From 2017 to 2022, the benchmark price had increased 73 per cent.

According to REBGV's year-end report for 2023, the benchmark price of a single-detached house in Ladner last month was $1,387,000, while the benchmark price for a house in Tsawwassen was $1.567,500.

According to the FVRB, the benchmark price for a single-detached house in North Delta in December 2023 was $1,347,000.

Metro's Housing Data 2023 report also notes that across the region, benchmark home sale prices have doubled and tripled in the past 15 years, while wages and inflation have increased much more slowly. Home sales also increased quickly in the past few years, leading to increasing sale prices.

During the COVID-19 pandemic, the number of sales increased drastically despite high home prices, especially of single-detached homes. In 2022, though, the number of home sales dropped by almost 40 per cent compared to levels in 2021.

Among the other findings in the Metro report, 10 per cent of the owner-occupied dwellings in Metro Vancouver in 2021 were built between 2016 and 2021, while another nine per cent of owner-occupied dwellings were built between 2011 and 2015.

More than half (55 per cent) of owner-occupied dwellings in the region were built in the past 30 years (between 1991 and 2021), while the age composition of owner-occupied housing varies across the region.
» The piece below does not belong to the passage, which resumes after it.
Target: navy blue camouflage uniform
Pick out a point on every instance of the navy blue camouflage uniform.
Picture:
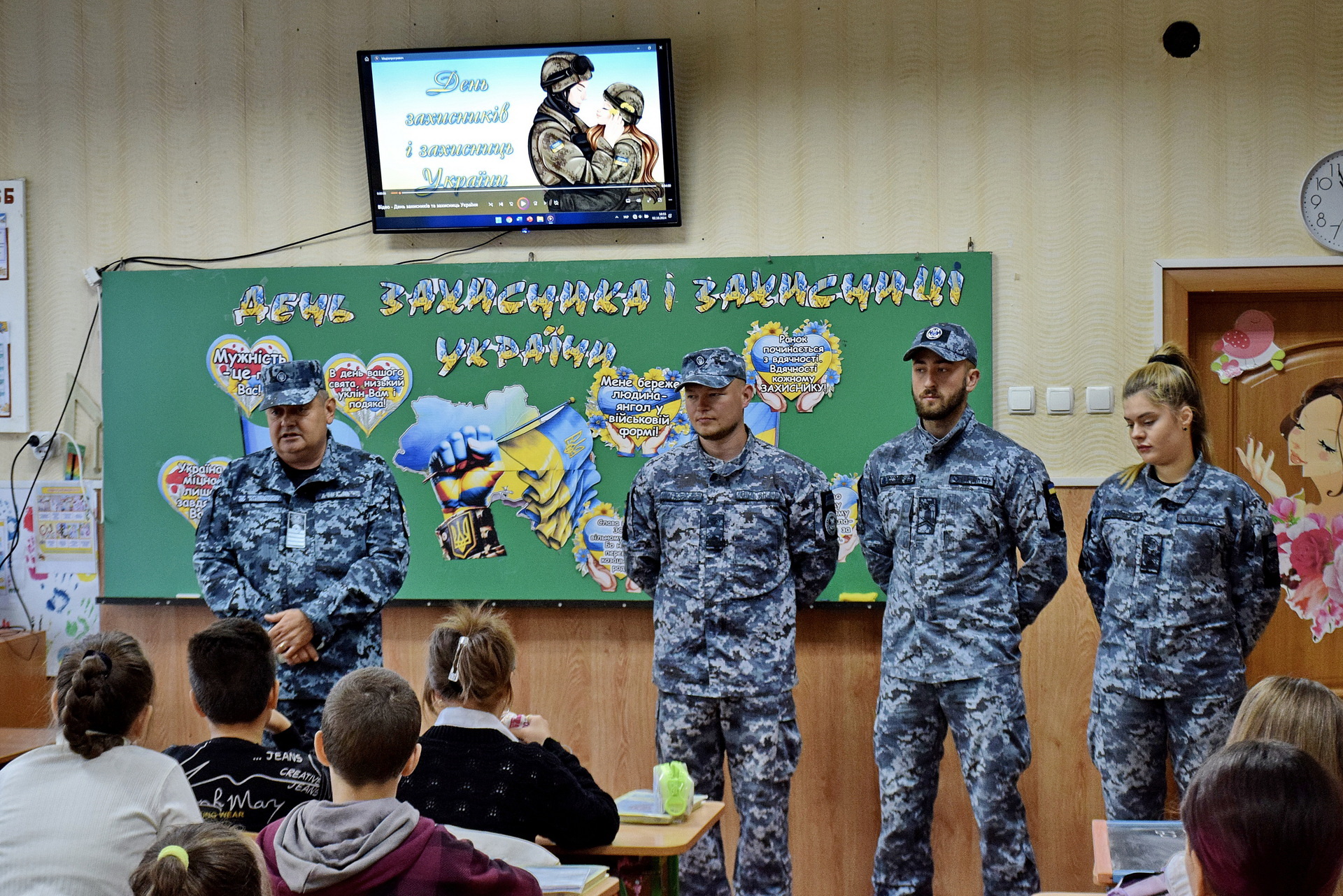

The areas with the greatest proportion of newly built owner-occupied housing stock (built between 2016 and 2021) were Tsawwassen First Nation, Electoral Area A, Langley Township, Burnaby, Coquitlam, and Surrey.

In 2021, 38 per cent of owner households in Metro Vancouver lived in single-detached housing, but that proportion also varied substantially across the region.

Owner-occupied apartments (low-rise and high-rise condominiums) accounted for 31 per cent of owner-occupied units in the region

Between 2016 and 2021, there was a decrease of 3,600 owner-occupied single-detached units in the region. During the same time, the number of owner-occupied high-rise apartments increased by 14,975 units, low rises increased by 9,435 units and row houses increased by 8,220 units.

According to the City of Delta's Housing Needs Assessment three years ago, which guided the formulation of the city's Housing Action, about 80 per cent of Delta’s housing stock is still owned, with close to that percentage of the housing stock comprised of singe-detached houses.